Microsoft has restructured the artificial intelligence-supported Recall feature, which was planned to be available last June but was postponed due to security concerns. When it was first introduced, this feature, which creates screenshots by recording almost every action the user makes on their computer, faced privacy concerns from users. In particular, storing data in an unencrypted database increased the risk that malware could access this information. Following these reactions, Microsoft completely renewed Recall’s security architecture and developed a new structure that will better protect users’ privacy.
With the updates, Recall can now be activated upon users’ request. This feature, which was originally planned to be left on by default, has been changed in accordance with Microsoft’s security policies. Users are now expected to activate this feature manually. In addition, there is also an option to completely uninstall Recall. In this way, users will be able to completely cleanse their systems of both the feature and the AI models.
New security measures developed for Recall
One of the most important security improvements made with Recall is that data is now stored in an encrypted database. The fact that the data was unencrypted in the first version attracted the attention of cyber security experts. With the new update, all data will be kept in an encrypted environment and can only be accessed by authorized users. To strengthen this security layer, Microsoft uses the Windows Hello biometric verification system, requiring users to authenticate with facial recognition, fingerprint or PIN.

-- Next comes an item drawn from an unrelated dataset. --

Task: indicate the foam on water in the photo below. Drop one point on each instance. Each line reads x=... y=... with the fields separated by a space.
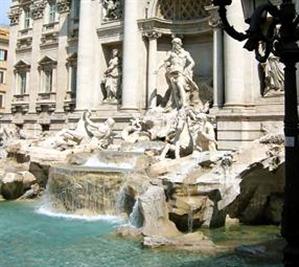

In addition, the encryption keys of the data will be kept on the Trusted Platform Module (TPM). This structure ensures that user data can only be accessed through biometric verification, especially thanks to the TPM security module made mandatory in Windows 11. The purpose of this architecture is to prevent malware from accessing the database and seizing user information in the background.
Microsoft also uses virtualization-based security (VBS) technology to further secure Recall data handling. With this method, sensitive data such as screenshots are processed in a virtual security environment and are only available during user-authenticated sessions. When the session is logged off, all data is deleted from the system memory.
Microsoft did not limit Recall’s security architecture only to internal security teams. The company sought to identify potential vulnerabilities of the feature by requesting independent reviews and penetration tests from external security firms. With additional improvements made as a result of these tests, Recall’s security level has been significantly increased.
More control and customization for users
In addition to security measures, the renewed Recall also offers users more control and customization options. Now users will be able to prevent screenshots of certain applications or websites from being included in the Recall database. In addition, special options have been developed for filtering sensitive data. For example, financial data or health-related information can be set to no longer be recorded.
Additionally, users will have the opportunity to delete data from a specific time period or all content from a specific application or website. These options were developed to respond to users’ need to protect their privacy and gain more control over the system.
In an important step for security, Recall has been configured to run only on Copilot Plus PCs. This means BitLocker and virtualization-based security features are mandatory, providing users with additional layers of security. Additionally, Recall was prevented from being sideloaded on other devices. Thus, Microsoft aims to ensure that the feature works in a secure environment and can only be used on devices that meet the necessary security conditions.
Microsoft’s security updates and restructuring efforts on Recall aim to increase users’ privacy and data security. Recall will begin its first tests with the Windows Insider program in October and will be available for general use after extensive testing on Copilot Plus PCs. Microsoft plans to further develop the feature during this time by taking user feedback.